When I tried to get my Ps off of feeders, they went a little over 30 days without eating.


----------



## traumatic (Jan 29, 2003)

Natt King Shoal said:


> When I tried to get my Ps off of feeders, they went a little over 30 days without eating.
> 
> 
> 
> ...


 gotta do whatcha gotta do.


----------



## joefish219 (Feb 8, 2005)

dude feed your fish. they are still young and need food. did your mom starve you as a child? and do give me that "i am not a piranha," because you will hurt a lot of people's dream with a statement like that.

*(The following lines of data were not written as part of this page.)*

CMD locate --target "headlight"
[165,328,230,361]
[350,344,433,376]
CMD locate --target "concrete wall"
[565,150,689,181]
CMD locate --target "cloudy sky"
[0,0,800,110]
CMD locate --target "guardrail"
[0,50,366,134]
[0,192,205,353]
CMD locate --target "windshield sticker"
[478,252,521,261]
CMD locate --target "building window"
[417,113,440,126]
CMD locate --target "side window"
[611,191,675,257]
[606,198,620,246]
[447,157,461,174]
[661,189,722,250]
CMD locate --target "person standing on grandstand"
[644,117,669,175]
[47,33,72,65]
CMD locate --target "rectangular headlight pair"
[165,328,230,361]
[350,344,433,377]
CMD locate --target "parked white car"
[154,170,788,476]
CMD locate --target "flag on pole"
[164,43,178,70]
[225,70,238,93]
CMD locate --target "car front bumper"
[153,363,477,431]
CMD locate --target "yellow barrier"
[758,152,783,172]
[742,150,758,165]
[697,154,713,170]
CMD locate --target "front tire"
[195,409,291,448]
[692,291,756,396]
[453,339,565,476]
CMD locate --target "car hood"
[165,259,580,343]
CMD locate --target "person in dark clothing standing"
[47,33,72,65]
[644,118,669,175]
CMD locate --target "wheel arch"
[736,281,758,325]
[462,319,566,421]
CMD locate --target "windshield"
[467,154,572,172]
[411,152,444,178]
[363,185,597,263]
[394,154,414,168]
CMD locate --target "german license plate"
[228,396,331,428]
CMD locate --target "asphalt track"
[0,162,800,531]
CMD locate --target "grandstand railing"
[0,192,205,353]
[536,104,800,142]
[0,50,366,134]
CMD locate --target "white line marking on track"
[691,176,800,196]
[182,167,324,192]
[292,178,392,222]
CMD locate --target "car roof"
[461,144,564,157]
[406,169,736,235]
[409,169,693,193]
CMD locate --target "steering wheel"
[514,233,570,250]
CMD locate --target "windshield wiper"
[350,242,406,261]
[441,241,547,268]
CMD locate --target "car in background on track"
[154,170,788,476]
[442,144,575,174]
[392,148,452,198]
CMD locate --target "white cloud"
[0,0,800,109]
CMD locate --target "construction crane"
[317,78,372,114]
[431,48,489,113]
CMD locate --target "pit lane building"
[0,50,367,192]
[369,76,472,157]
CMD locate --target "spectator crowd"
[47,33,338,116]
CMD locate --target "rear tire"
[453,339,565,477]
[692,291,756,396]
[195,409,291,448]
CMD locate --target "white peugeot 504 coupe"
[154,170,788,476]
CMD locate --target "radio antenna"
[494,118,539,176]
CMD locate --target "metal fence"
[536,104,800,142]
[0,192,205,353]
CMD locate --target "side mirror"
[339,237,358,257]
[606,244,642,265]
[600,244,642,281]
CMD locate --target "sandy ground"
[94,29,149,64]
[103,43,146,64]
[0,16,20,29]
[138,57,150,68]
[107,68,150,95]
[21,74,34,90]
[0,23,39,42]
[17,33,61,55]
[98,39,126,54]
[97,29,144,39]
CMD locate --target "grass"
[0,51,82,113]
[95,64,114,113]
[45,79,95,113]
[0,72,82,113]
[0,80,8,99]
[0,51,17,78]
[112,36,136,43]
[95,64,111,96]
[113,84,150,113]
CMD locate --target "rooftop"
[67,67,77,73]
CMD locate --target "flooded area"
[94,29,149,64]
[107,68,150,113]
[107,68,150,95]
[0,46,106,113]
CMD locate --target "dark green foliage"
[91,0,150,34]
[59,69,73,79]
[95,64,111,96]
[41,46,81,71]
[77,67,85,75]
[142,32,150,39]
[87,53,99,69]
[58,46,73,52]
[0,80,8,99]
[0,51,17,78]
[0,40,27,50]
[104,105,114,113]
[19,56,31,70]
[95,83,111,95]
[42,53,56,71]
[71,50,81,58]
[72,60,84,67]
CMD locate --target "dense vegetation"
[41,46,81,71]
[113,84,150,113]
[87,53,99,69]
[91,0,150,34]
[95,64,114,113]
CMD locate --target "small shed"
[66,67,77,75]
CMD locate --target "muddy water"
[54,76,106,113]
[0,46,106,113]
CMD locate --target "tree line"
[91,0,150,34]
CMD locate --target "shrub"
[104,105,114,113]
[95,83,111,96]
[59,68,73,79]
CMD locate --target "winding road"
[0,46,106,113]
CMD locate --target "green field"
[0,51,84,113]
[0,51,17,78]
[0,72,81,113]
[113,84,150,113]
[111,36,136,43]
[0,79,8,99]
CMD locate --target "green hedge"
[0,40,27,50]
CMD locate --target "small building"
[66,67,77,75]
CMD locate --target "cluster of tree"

save the fish or give them away to someone who will feed their pets.


----------



## jan (Apr 24, 2004)

Filo said:


> jan said:
> 
> 
> > I don't even take this serious. This guy is just stupid.
> ...


Ok, you're probably right about that







But if he was serious then why wouldnt he explain what the experiment is? Also he says that he expected to see one left. So if that is his experiment; to keep only one P alive in the end, then I don't take this serious







.


----------



## hastatus (Jan 16, 2003)

I had to really skim thru this thread to find room for my reply.

1) Public aquariums do not overfeed their fishes. They keep them lean on a well-balanced diet. The do allow them to go for several weeks to a month without eating to allow the fish the opportunity to expell internal intestinal parasites and eggs, that may be in their poop. It has nothing to do with dry or wet season.

2) An overfed p is not necessarily a healthy p.

3) My personal p's here that some of you have been admiring thorugh photos, go through long periods of not being fed. By long periods meaning a month sometimes a couple weeks added to that. They show some aggression, but overall behave quite well. When food is reintroduced it is amazing to anyone that witnesses it. They go into their legendary feeding frenzy.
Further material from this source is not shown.